Miro a una mujer hermosa de cincuenta y seis años. Mi mamá, que era una mula, cuando todos me decían que me veía más joven y yo me sentía maravillosa, para bajarme de mi nube me decía: “Sí, te ves como media hora más joven”. Hoy no me importa si me veo más joven o no. Creo que me veo de cincuenta y seis años muy bien plantados, muy contentos, muy bien vividos. Me veo viva y eso es increíble. Sigo siendo una mujer enamoradiza. Me he casado cuatro veces y la última fue después del accidente. Y de verdad, si volviera a nacer, quizá me volvería a casar con los mismos cuatro, porque todos son hombres increíbles y bellos. Veo una mujer que disfruta mucho la vida, que se compromete consigo misma y con los otros. Soy muy afortunada y privilegiada, porque trabajo en lo que me gusta y lo hago bien. Es importante dedicarnos a lo que nos gusta, porque eso facilita que lo hagamos bien. Me alegra tener reconocimiento profesional, un nombre que me he forjado con tesón. Yo no recibí un soplo divino para saber hacer lo que hago, ni me inspiró una musa, yo no sabía lo que era ser editor hasta que conocí a Federico Álvarez. Él descubrió mi vocación antes que yo misma lo hiciera. De nuevo: los otros nos van haciendo y moldeando. Eso es lo que veo. Me siento plena, me gusta lo que hago. Dejé Puebla para venir a México, y al principio me sentí aterrorizada. La calle me daba pánico y hoy ya hasta he vuelto a manejar, unos días con más fortuna que otros, pero ya no me reclamo que si me invade el miedo decida regresar a mi refugio. Yo era muy feliz viviendo en Puebla, aunque mi hija dice que yo no vivía en Puebla, sino en mi cuarto, y es un poco cierto. Ella quiso venir a estudiar la universidad acá y yo a qué me quedaba en Puebla. Ya aquí, he vuelto a ver a las amigas que tengo aquí y que no frecuentaba por la lejanía. He descubierto que haberme ido dieciocho años de la Ciudad de México me convirtió en extranjera. Hoy hago muchas más cosas que las que hacía en Puebla. Si tengo que ir al super o a hacer cualquier cosa fuera de casa, me digo: “Mi reina, moviendo las patitas, porque la hija no tiene por qué resolverte nada”. Todo esto que parece una tontería, no lo es tanto, porque ha sido muy complejo. Y ahí voy, ampliando mi círculo de nuevo. Recuperar la cartera de clientes ha sido fantástico.

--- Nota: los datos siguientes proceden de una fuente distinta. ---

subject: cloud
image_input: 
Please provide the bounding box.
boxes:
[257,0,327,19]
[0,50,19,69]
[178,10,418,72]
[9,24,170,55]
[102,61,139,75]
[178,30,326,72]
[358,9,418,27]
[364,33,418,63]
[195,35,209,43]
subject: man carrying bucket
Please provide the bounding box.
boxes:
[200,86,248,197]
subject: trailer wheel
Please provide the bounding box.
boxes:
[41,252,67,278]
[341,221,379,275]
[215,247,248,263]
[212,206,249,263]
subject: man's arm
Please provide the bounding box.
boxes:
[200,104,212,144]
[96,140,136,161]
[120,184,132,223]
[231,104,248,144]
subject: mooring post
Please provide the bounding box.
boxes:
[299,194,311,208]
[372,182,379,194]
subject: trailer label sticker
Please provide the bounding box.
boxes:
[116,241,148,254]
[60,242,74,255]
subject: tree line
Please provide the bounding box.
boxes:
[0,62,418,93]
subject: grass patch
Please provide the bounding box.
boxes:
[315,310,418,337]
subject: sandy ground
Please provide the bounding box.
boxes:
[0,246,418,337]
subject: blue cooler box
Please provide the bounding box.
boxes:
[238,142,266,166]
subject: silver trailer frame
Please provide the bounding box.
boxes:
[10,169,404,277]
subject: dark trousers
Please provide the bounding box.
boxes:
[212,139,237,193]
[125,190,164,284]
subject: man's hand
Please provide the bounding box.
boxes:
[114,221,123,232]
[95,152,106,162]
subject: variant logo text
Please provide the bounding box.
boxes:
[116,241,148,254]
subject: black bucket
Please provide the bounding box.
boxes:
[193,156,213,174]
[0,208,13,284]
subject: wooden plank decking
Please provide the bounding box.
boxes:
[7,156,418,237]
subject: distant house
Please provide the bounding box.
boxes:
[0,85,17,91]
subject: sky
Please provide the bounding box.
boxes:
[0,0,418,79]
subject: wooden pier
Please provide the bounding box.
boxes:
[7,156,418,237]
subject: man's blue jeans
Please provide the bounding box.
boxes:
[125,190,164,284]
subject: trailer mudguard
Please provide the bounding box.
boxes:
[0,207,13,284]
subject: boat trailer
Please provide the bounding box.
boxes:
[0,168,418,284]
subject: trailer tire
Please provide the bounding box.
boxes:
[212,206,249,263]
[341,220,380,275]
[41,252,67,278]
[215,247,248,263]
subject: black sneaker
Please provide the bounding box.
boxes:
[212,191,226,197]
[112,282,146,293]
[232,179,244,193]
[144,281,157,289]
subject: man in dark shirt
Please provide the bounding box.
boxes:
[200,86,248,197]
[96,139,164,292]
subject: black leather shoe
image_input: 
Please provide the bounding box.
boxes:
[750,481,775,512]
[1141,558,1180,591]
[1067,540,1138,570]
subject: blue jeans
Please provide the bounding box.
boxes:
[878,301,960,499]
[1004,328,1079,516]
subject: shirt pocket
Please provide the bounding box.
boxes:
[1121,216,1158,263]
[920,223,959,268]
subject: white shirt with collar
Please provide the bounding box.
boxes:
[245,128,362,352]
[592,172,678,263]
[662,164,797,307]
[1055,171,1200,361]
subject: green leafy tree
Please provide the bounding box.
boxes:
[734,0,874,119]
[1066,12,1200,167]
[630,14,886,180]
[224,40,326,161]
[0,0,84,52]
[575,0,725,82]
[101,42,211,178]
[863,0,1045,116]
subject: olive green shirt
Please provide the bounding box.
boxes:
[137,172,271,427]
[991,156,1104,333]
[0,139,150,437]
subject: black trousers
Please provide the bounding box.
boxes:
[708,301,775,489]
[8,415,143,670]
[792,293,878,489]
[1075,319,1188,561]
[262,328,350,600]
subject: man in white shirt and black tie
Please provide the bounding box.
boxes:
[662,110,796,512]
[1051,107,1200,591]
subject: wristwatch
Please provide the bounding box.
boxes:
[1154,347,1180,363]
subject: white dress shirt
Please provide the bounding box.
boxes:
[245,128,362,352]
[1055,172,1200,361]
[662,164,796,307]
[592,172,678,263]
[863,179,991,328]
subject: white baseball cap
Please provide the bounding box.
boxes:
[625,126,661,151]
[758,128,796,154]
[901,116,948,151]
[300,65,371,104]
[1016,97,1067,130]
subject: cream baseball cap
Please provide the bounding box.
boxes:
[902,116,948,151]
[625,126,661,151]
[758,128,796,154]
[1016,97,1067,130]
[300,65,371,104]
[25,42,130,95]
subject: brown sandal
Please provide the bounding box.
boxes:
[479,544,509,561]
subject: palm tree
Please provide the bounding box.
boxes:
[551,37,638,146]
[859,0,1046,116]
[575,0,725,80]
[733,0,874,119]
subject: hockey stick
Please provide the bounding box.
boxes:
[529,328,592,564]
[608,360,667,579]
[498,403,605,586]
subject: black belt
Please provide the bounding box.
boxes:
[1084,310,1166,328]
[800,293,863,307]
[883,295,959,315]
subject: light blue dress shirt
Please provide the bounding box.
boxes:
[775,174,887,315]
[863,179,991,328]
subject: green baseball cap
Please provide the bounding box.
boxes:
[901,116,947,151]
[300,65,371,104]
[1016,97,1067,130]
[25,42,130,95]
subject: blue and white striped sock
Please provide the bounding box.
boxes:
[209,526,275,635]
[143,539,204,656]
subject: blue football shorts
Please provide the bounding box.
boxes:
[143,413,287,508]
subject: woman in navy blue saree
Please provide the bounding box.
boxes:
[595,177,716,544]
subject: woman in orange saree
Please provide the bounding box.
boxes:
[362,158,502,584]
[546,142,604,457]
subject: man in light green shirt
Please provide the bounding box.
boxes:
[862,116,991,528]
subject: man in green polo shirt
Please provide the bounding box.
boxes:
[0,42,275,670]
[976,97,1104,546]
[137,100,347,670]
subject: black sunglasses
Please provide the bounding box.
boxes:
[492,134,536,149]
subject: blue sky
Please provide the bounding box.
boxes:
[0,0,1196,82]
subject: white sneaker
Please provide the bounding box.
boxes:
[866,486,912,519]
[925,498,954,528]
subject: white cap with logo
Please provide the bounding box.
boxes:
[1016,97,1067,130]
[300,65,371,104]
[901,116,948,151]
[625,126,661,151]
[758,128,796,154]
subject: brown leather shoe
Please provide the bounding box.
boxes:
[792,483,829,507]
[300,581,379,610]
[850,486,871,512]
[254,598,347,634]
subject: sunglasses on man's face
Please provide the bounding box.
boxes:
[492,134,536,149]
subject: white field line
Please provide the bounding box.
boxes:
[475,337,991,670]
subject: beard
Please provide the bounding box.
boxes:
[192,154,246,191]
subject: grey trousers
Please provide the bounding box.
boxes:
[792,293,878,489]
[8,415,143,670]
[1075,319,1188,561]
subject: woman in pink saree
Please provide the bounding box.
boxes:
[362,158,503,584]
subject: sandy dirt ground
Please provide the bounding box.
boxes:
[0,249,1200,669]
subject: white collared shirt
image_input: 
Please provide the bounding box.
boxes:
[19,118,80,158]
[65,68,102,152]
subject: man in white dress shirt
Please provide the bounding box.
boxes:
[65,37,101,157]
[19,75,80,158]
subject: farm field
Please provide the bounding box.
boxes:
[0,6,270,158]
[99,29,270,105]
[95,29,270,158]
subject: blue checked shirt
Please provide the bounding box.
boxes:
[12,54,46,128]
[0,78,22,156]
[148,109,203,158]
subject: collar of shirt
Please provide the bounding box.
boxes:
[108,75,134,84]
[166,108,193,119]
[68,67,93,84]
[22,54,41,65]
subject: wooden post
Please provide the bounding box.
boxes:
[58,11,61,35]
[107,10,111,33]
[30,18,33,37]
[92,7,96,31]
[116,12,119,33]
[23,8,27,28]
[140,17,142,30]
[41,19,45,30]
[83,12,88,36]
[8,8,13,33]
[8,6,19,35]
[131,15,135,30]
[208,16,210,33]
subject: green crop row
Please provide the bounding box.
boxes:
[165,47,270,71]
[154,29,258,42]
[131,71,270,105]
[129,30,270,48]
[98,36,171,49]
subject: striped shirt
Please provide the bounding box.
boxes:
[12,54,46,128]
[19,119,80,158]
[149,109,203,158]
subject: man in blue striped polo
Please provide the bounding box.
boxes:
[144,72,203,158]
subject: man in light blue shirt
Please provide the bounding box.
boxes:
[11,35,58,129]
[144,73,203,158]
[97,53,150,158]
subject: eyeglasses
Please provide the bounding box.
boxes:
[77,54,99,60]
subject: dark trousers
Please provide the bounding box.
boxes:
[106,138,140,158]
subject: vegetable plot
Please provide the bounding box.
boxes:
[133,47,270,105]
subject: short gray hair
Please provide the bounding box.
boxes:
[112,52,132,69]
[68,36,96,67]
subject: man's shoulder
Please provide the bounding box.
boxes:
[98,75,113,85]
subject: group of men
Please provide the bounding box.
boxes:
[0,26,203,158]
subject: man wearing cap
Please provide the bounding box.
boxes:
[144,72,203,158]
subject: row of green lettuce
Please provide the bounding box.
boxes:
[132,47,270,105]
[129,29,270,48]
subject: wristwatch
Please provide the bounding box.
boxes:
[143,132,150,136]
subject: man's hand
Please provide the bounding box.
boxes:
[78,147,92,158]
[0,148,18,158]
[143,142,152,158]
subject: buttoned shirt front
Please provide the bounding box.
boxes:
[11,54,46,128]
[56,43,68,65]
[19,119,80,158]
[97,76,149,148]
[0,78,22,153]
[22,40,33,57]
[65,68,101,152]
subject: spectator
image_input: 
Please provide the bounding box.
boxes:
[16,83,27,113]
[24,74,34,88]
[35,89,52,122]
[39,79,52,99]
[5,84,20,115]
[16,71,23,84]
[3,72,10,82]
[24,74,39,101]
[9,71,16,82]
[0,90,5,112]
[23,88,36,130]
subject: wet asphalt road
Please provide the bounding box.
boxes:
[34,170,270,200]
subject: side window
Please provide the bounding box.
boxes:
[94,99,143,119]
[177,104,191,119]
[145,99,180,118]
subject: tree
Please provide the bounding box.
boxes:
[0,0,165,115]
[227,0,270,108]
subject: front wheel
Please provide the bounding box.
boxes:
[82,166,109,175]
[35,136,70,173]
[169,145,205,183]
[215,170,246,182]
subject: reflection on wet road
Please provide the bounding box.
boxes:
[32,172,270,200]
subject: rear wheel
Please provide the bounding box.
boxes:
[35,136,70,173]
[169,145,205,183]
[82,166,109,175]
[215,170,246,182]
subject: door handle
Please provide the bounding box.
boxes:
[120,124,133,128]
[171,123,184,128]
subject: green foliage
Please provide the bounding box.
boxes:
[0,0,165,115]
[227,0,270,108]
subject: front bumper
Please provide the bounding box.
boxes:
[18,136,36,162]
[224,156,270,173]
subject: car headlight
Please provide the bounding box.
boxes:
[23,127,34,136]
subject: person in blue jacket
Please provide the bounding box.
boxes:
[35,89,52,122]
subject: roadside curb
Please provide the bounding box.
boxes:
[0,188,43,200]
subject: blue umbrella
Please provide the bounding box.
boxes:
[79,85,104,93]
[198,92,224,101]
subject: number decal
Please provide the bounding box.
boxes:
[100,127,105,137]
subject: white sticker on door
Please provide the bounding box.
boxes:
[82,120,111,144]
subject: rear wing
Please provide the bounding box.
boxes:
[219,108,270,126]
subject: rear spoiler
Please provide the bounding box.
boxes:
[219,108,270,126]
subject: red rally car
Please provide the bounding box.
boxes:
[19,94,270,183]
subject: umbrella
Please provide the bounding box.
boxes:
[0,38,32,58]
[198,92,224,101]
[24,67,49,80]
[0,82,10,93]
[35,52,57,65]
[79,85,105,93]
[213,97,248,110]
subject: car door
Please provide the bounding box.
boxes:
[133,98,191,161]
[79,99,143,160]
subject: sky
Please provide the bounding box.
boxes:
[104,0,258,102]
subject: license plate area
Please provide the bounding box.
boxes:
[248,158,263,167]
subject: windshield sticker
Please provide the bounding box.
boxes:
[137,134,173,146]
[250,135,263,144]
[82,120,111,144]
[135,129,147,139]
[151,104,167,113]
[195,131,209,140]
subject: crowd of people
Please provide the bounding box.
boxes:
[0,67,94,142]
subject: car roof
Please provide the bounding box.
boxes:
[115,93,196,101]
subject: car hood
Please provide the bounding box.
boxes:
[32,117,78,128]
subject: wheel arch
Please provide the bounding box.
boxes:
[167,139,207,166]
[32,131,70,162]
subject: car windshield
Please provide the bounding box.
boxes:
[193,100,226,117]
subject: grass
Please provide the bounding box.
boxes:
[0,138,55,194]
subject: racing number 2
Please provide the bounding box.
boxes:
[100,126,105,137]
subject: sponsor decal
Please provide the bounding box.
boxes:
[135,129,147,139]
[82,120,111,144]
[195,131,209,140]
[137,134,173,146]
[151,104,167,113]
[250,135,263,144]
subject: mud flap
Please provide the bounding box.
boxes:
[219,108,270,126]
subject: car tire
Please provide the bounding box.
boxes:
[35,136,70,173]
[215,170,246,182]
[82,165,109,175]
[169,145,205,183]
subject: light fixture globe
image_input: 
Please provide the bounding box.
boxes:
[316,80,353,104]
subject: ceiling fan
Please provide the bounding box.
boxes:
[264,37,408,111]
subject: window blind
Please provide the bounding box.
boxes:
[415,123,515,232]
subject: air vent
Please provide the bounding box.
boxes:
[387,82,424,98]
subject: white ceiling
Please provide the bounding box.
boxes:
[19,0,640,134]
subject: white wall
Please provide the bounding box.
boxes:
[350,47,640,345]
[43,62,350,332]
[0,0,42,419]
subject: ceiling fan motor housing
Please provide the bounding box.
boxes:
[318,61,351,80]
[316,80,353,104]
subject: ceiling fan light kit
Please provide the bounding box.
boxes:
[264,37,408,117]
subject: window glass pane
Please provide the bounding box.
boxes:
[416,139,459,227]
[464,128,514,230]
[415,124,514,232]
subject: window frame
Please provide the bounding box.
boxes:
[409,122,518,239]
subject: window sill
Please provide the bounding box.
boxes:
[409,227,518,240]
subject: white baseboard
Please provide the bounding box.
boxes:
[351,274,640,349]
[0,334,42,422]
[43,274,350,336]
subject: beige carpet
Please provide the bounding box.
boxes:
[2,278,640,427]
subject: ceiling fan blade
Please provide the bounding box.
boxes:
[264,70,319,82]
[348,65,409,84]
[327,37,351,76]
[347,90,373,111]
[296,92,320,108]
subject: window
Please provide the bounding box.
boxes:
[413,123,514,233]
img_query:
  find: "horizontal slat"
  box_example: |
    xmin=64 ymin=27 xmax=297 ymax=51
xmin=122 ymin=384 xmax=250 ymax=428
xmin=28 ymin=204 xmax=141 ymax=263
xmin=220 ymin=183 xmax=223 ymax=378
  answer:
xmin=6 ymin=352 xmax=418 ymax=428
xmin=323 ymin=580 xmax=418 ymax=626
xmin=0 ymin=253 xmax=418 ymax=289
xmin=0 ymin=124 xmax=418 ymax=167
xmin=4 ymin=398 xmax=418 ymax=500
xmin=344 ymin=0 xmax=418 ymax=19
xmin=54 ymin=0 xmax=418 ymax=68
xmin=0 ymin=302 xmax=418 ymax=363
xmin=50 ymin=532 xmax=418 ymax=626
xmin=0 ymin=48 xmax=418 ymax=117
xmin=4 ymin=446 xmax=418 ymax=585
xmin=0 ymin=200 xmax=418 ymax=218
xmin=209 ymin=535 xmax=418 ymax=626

Y de la menopausia que no se habla, ¿cómo te ha ido?

Antes del accidente había medio empezado con algunos síntomas. Parecía tetera, con constantes ebulliciones… muy incómodo. Una prima me recomendó que tomara isoflavonas de soya y después de unos meses todos los síntomas desaparecieron. Luego me ocupé de tantas cosas tan difíciles, que me olvidé por completo de la menopausia. Y sí, de repente se me reseca un poco más la piel o necesito ayudaditas para lubricarme, pero me pongo un gel para no salir lastimada y listo. La verdad, no tengo problema con la menopausia.

¿Cuál ha sido tu experiencia en lo que se refiere a la equidad de género?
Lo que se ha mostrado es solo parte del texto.